If you were seeking the spirit of Picasso in the Middle East, you could study the work of Jawad Selim (1919-1961) and conclude that you had found it. Like many artists of his time, the grandfather of Iraqi modernism was influenced by the Spaniard's Cubism and geometric figures. But Selim was equally, if not more, inspired by Sumerian art, which also rendered subjects in stylized ways. In a work like Baghdadiat (1956), a lively streetscape, it's impossible to tell where modernism begins and the traditional forms of ancient Mesopotamia end.
The painting is currently featured in the inaugural exhibition at Mathaf the Arab Museum of Modern Art in Doha, Qatar.
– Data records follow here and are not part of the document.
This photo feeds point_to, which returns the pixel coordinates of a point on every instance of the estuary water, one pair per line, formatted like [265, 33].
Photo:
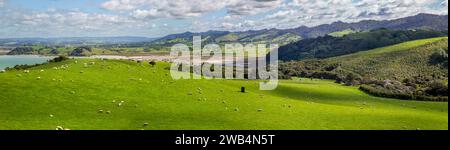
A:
[12, 60]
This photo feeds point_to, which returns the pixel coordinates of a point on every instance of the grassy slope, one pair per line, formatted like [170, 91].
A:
[398, 61]
[75, 97]
[341, 33]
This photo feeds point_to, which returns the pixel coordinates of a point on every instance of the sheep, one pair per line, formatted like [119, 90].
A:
[59, 128]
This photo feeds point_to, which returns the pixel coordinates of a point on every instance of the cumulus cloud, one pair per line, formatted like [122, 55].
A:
[188, 8]
[62, 23]
[2, 2]
[143, 17]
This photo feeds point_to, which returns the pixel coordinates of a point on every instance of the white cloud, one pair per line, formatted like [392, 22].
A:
[160, 17]
[2, 2]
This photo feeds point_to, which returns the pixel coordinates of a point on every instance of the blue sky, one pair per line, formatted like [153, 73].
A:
[155, 18]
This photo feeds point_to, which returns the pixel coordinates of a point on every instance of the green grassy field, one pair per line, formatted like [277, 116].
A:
[401, 61]
[81, 96]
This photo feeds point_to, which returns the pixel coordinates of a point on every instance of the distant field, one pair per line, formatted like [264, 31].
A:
[88, 94]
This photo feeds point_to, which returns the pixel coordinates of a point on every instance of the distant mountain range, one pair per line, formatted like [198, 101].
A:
[279, 36]
[75, 40]
[286, 36]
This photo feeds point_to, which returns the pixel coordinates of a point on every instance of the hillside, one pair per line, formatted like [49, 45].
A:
[411, 70]
[420, 21]
[400, 62]
[328, 46]
[112, 94]
[287, 36]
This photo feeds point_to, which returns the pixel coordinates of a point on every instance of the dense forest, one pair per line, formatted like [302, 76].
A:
[411, 70]
[328, 46]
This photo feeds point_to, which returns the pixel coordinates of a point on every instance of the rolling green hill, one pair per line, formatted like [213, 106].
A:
[112, 94]
[329, 46]
[401, 61]
[411, 70]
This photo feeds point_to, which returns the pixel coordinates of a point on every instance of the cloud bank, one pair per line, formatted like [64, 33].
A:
[161, 17]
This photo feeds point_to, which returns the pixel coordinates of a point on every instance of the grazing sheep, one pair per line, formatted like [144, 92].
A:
[59, 128]
[243, 89]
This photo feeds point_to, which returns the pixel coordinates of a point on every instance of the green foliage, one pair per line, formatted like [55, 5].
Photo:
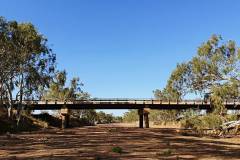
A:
[117, 150]
[201, 123]
[163, 116]
[215, 70]
[26, 62]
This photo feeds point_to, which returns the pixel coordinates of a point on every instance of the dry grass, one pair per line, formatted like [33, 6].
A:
[97, 143]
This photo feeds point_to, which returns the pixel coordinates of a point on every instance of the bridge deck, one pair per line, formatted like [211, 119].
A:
[123, 104]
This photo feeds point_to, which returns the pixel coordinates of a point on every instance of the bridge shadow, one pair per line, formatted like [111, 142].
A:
[98, 142]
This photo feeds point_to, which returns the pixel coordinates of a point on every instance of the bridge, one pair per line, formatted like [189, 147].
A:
[142, 105]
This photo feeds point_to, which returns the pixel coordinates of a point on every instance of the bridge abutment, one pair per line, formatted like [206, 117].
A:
[143, 117]
[65, 118]
[146, 118]
[140, 114]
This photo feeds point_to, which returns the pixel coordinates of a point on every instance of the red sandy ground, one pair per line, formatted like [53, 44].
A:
[97, 142]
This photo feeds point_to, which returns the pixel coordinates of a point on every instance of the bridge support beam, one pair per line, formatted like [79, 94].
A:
[146, 119]
[140, 114]
[65, 118]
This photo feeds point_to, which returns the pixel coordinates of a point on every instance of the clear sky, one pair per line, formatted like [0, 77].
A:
[125, 48]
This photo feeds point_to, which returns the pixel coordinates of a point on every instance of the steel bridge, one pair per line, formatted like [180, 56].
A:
[142, 105]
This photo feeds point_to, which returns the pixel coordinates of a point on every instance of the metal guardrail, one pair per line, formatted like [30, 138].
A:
[122, 101]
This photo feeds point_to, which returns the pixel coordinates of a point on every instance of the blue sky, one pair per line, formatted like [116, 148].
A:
[125, 48]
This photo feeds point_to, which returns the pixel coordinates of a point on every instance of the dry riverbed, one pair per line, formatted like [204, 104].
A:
[97, 142]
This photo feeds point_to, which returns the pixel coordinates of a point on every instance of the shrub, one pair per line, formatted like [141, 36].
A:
[200, 123]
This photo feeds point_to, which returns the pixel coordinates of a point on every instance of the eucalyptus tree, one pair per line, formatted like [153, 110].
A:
[27, 63]
[214, 71]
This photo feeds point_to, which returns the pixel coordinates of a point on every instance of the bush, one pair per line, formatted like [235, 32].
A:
[201, 123]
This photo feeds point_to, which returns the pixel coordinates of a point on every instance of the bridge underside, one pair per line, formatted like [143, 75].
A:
[142, 106]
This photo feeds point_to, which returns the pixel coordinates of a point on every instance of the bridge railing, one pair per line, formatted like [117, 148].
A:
[123, 101]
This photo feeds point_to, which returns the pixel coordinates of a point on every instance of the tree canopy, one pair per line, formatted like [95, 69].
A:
[214, 71]
[26, 62]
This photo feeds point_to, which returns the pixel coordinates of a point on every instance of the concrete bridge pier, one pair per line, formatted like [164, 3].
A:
[65, 117]
[143, 117]
[140, 114]
[146, 119]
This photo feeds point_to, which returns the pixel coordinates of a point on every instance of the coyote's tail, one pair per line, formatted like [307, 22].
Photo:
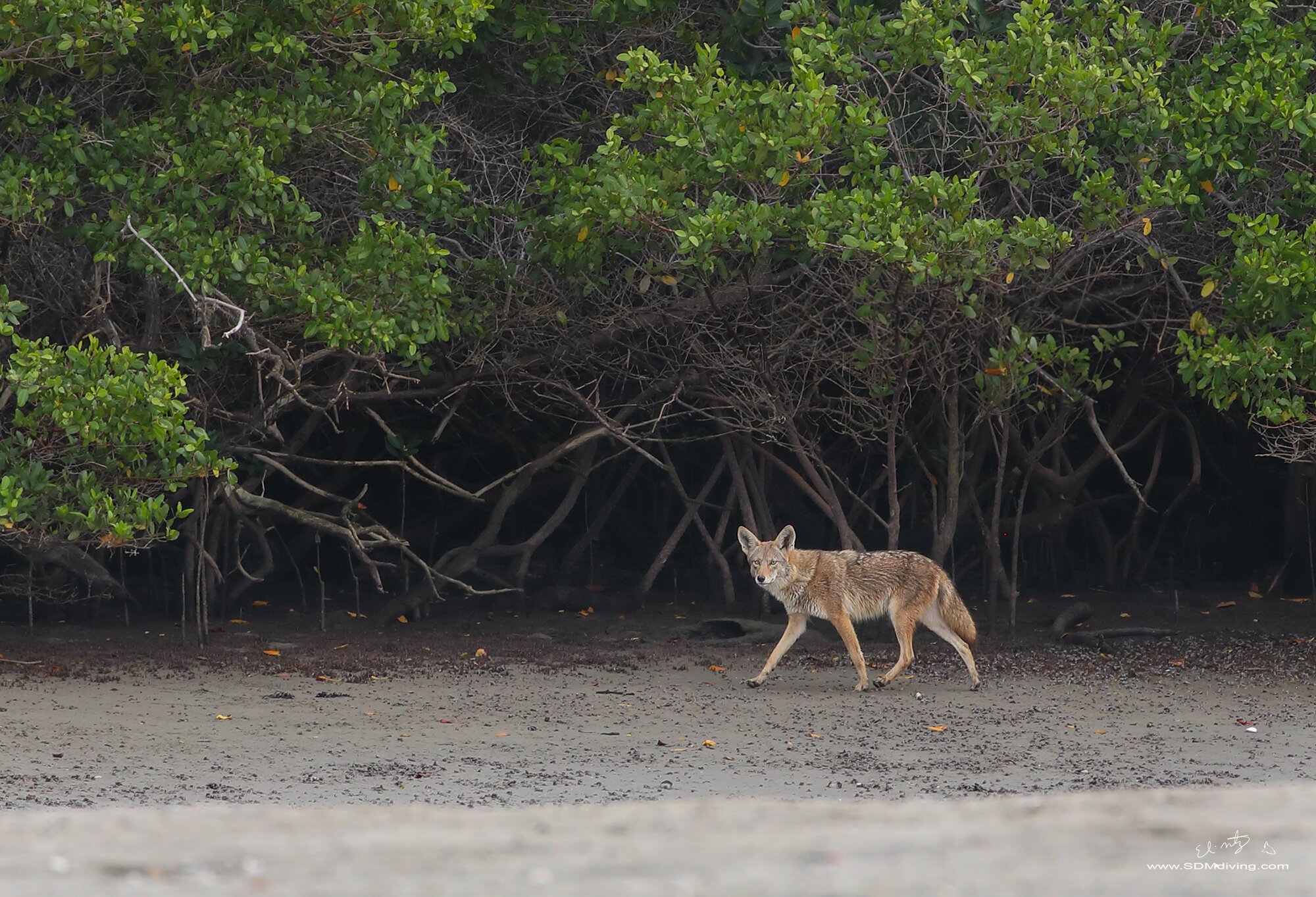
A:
[955, 612]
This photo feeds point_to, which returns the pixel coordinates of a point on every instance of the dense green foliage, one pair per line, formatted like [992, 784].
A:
[1001, 242]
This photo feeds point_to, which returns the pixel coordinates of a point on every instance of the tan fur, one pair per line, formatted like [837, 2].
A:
[857, 586]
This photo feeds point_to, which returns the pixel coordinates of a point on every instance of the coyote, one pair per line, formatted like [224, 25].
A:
[844, 586]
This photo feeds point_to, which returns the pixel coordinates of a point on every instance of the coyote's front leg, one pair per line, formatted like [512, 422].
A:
[796, 625]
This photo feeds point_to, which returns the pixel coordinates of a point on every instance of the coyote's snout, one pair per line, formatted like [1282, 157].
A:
[848, 586]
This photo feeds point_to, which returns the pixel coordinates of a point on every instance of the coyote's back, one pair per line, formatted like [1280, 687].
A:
[849, 586]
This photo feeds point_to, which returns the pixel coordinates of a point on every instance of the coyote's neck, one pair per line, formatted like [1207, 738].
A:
[792, 590]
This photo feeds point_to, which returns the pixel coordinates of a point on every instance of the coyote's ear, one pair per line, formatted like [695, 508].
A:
[748, 540]
[786, 538]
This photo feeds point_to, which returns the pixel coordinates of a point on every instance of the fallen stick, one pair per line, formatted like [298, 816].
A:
[1071, 617]
[1097, 638]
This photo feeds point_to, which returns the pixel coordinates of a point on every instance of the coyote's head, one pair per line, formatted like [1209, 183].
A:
[767, 559]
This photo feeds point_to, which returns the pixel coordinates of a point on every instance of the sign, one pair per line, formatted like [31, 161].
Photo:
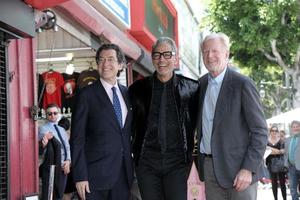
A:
[42, 4]
[119, 8]
[159, 19]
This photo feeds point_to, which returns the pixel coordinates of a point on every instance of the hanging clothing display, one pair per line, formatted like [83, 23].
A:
[53, 86]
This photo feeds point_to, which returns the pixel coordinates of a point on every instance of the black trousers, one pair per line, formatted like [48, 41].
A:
[162, 177]
[275, 177]
[120, 191]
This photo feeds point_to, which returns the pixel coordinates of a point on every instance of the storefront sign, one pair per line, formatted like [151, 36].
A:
[152, 19]
[42, 4]
[120, 9]
[159, 20]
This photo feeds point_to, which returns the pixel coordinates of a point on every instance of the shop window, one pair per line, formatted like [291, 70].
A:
[3, 120]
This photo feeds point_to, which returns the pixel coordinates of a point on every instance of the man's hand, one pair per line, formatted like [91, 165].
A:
[242, 180]
[48, 136]
[82, 187]
[66, 167]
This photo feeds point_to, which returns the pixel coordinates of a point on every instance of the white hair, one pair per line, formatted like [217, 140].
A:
[222, 36]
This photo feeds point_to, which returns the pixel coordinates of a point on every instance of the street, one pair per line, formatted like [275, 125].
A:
[265, 192]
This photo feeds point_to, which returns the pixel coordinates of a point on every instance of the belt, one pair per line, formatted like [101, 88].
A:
[207, 155]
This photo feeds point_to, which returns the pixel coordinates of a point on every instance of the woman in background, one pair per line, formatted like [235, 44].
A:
[277, 149]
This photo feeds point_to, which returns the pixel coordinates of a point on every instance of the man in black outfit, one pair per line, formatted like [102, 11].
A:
[163, 127]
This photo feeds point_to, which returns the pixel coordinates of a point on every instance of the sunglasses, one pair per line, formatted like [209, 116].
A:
[166, 55]
[52, 113]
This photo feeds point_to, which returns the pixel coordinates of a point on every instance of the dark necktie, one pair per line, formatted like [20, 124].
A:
[117, 106]
[61, 141]
[162, 121]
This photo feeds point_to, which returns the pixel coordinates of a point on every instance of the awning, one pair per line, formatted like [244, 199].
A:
[96, 23]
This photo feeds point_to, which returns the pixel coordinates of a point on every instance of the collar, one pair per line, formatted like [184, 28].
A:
[108, 86]
[217, 80]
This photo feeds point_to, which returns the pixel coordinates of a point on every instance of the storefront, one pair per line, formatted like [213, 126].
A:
[151, 20]
[18, 176]
[28, 47]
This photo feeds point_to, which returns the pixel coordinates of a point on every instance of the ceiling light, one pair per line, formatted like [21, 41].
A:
[68, 57]
[70, 68]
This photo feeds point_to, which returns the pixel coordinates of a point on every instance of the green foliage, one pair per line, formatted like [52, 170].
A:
[251, 25]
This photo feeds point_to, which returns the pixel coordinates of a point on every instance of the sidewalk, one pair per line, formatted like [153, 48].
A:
[265, 192]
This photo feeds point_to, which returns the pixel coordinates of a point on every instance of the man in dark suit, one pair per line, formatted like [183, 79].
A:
[232, 130]
[100, 137]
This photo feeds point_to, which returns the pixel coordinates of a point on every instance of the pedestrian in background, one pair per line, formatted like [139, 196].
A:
[292, 150]
[56, 142]
[276, 145]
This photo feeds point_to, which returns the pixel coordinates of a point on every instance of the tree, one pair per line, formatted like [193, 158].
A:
[265, 36]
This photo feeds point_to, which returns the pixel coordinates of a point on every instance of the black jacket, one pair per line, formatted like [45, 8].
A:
[52, 157]
[185, 91]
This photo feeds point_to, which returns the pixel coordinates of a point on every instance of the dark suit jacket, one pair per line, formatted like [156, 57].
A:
[98, 144]
[52, 157]
[239, 133]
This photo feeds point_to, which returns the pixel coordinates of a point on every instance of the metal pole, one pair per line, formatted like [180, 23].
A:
[51, 182]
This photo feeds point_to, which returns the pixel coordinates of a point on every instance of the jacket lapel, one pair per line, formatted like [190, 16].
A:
[102, 95]
[126, 99]
[203, 87]
[224, 99]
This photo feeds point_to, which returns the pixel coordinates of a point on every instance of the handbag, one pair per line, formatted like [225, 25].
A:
[277, 164]
[195, 187]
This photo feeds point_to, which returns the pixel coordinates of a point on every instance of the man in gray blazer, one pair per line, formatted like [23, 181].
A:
[292, 151]
[232, 130]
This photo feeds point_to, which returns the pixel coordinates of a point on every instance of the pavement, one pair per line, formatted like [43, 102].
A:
[265, 192]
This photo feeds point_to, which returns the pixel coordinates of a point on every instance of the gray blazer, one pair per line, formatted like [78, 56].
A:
[239, 133]
[297, 153]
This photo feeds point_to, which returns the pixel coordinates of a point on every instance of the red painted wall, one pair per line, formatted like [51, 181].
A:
[23, 142]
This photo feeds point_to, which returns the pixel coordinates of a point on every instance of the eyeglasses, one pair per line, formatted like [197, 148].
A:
[166, 55]
[52, 113]
[109, 60]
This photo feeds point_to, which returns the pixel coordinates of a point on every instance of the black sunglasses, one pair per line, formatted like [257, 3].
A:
[52, 113]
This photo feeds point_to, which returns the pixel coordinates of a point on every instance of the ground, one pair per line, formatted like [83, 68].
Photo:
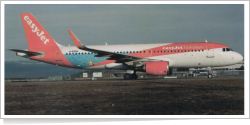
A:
[185, 96]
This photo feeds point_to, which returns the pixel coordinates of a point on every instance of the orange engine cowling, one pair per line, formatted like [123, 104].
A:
[156, 68]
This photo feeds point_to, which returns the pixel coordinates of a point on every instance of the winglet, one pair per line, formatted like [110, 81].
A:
[75, 39]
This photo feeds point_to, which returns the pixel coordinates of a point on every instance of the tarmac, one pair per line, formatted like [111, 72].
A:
[147, 96]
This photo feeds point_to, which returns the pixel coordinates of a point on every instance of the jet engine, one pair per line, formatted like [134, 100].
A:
[156, 68]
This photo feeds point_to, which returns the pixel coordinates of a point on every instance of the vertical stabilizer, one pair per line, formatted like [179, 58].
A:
[37, 36]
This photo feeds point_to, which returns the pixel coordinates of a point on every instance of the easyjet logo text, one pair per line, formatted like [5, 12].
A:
[35, 29]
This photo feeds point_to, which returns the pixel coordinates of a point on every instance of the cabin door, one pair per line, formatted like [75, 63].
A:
[210, 51]
[58, 55]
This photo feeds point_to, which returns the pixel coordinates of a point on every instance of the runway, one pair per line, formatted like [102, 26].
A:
[186, 96]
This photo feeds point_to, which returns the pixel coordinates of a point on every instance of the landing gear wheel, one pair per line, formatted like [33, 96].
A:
[127, 76]
[210, 76]
[134, 76]
[130, 76]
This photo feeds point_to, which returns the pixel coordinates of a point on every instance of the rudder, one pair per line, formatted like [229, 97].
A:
[37, 36]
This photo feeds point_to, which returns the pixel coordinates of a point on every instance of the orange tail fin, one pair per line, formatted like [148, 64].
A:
[37, 36]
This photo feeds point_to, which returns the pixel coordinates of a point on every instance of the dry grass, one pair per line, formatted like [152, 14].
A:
[219, 96]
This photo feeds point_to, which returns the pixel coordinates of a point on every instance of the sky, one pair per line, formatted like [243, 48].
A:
[128, 24]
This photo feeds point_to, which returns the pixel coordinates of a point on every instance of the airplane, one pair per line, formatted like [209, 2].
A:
[153, 59]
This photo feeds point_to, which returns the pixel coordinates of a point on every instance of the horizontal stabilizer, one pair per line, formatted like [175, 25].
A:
[29, 53]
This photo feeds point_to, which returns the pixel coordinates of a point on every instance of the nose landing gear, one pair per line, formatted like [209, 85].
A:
[130, 76]
[210, 75]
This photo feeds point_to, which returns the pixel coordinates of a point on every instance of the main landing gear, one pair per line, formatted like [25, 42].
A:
[130, 76]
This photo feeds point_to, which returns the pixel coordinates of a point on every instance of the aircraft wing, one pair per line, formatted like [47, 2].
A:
[29, 53]
[120, 58]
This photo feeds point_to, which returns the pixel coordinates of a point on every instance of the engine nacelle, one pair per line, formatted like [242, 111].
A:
[156, 68]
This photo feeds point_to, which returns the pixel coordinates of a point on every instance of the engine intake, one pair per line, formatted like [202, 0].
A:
[156, 68]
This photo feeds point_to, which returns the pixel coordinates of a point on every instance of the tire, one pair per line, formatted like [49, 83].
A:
[210, 76]
[134, 76]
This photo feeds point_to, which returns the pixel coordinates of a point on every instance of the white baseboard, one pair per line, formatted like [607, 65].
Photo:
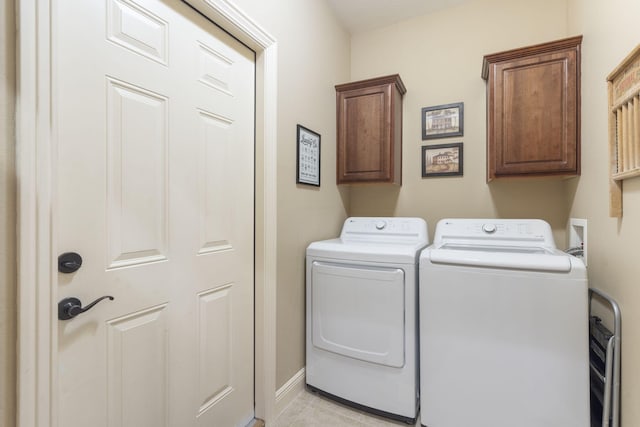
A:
[289, 391]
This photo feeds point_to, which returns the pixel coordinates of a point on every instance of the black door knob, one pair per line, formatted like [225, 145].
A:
[69, 308]
[69, 262]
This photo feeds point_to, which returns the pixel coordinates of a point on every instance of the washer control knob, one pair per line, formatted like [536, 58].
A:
[489, 228]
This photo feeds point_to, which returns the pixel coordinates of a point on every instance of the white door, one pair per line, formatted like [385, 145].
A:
[154, 122]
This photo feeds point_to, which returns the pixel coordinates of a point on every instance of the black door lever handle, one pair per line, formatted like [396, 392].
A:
[69, 308]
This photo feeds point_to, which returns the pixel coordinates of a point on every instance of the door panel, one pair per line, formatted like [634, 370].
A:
[153, 117]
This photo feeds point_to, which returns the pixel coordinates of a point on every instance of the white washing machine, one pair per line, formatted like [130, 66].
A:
[362, 317]
[503, 328]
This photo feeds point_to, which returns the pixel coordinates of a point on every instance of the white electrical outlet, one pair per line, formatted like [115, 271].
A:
[578, 236]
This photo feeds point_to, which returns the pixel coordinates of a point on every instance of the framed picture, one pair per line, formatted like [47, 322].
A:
[442, 160]
[443, 121]
[308, 153]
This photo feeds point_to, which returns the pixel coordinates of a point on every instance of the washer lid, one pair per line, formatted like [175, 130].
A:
[521, 233]
[497, 243]
[519, 259]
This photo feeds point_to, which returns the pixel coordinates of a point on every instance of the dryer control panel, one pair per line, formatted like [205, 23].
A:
[398, 230]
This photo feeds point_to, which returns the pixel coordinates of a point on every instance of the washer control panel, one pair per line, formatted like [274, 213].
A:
[524, 232]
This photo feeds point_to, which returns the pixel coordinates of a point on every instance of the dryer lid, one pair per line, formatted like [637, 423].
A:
[376, 239]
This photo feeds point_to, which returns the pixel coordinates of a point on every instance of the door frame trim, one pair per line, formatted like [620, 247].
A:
[36, 166]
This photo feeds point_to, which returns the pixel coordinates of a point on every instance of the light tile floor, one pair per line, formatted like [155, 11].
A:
[311, 410]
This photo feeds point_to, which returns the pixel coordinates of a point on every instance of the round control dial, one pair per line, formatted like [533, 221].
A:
[489, 228]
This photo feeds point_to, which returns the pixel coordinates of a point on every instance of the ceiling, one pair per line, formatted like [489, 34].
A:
[363, 15]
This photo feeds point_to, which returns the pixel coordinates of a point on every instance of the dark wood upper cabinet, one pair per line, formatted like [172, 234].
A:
[533, 110]
[369, 131]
Titled "Sajjil: A Century of Modern Art," the show runs through October. Sajjil is the imperative form of record in Arabic a reference to "Sajjil ana Arabi" (Record, I am an Arab), a line from the poem "Identity Card" by Palestinian author Mahmoud Darwish. Selim is one of over a hundred featured artists whose work furthers the exhibition's aim of highlighting art overlooked by modernism's Eurocentric gaze. "Art from the Arab world is not an afterthought or a copy," says Wassan al-Khudhairi, Mathaf's director. "There are multiple threads."
The works on display are entirely drawn from the collection of Sheik Hassan bin Mohamed bin Ali al-Thani, a member of Qatar's royal family and the patron of Mathaf. He spent the past 25 years amassing a vast trove of modern and contemporary Arab art and offering shelter to artists, particularly Iraqis, fleeing unrest. "There are no parallels to a collection like this anywhere," says Salwa Mikdadi, a Palestinian-American curator who works at the Emirates Foundation in Abu Dhabi.
The exhibition comes at a boom time for art in the Gulf, where petrodollars are being poured into a state-led artistic arms race. In Abu Dhabi, an $800 million Frank Gehry designed branch of the Guggenheim and a satellite of the Louvre, by Jean Nouvel, are being built. In Qatar, a Nouvel-designed museum of local history is in the works. "Commerce has come," Mikdadi says. "Now art and academia need to catch up."
Unlike the Qatari capital's architectural centerpiece, the 2008 I.M. Pei designed Museum of Islamic Art, Mathaf is located on Doha's dusty periphery in an area called Education City, dotted with newly built colleges and construction sites. The museum is housed, for now, in a former schoolhouse restyled by French architect Jean-François Bodin. Echoing the development taking place all over Qatar, the space is deliberately designed to look impermanent. The entrance is framed by scaffolding and the front desk and lockers made to look like crates. "Nothing is fixed," says al-Khudhairi.
The 260 works in the museum's debut show are arranged according to topics like society and myth, but a uniting preoccupation is the fight for statehood and incumbent matters of identity, history and place. Iraqi artist Dia Azzawi and Kuwaiti sculptor Sami Mohammed capture the pain of the Palestinian people in their artistic renderings of the 1982 massacre at Sabra and Shatila. The central panel of Le Triomphe, a haunting polyptych of the Algerian war by Abdallah Benanteur, has a shape suggestive of both Paris' iconic arch and a weather-beaten tombstone.
The work of Taheya Halim (1919- 2003), a key figure in Egyptian Impressionism, is equally haunting. Her sculpture, The Pyramid, the Civilization, Symbolism Through Ants, consists of a 2.2-m wooden pyramid and looks familiar enough. But as the viewer approaches, dark patches on the pyramid's surface reveal themselves as swarms of ants. The piece, constructed in the 1960s, has been interpreted as a critique of Egypt's Aswan High Dam, a massive public-works project that was a source of controversy on account of the many forced resettlements it involved.
With Egypt once again beset by social tension, Halim's work takes on a fresh relevance as does Mathaf itself. The museum opened just after the start of the Arab Spring, and its emphasis on agency, critical enquiry and Arab consciousness speaks to the roots of the unrest. Those qualities might seem unlikely in an institution that has a sheik for a patron, but Qatar's royals can afford some liberality, given that their subjects, pacified by years of affluence and steady, if slow, reform, seem more content than others in the region. A reputation for progressive artistic values also does no harm to a tiny but outward-looking state that will host soccer's World Cup in 2022 and seeks to become a global hub. "We recognize we are a work in progress," al-Khudhairi says. She is referring to the museum, but she could equally be talking about Doha, Qatar or contemporary Arab art itself.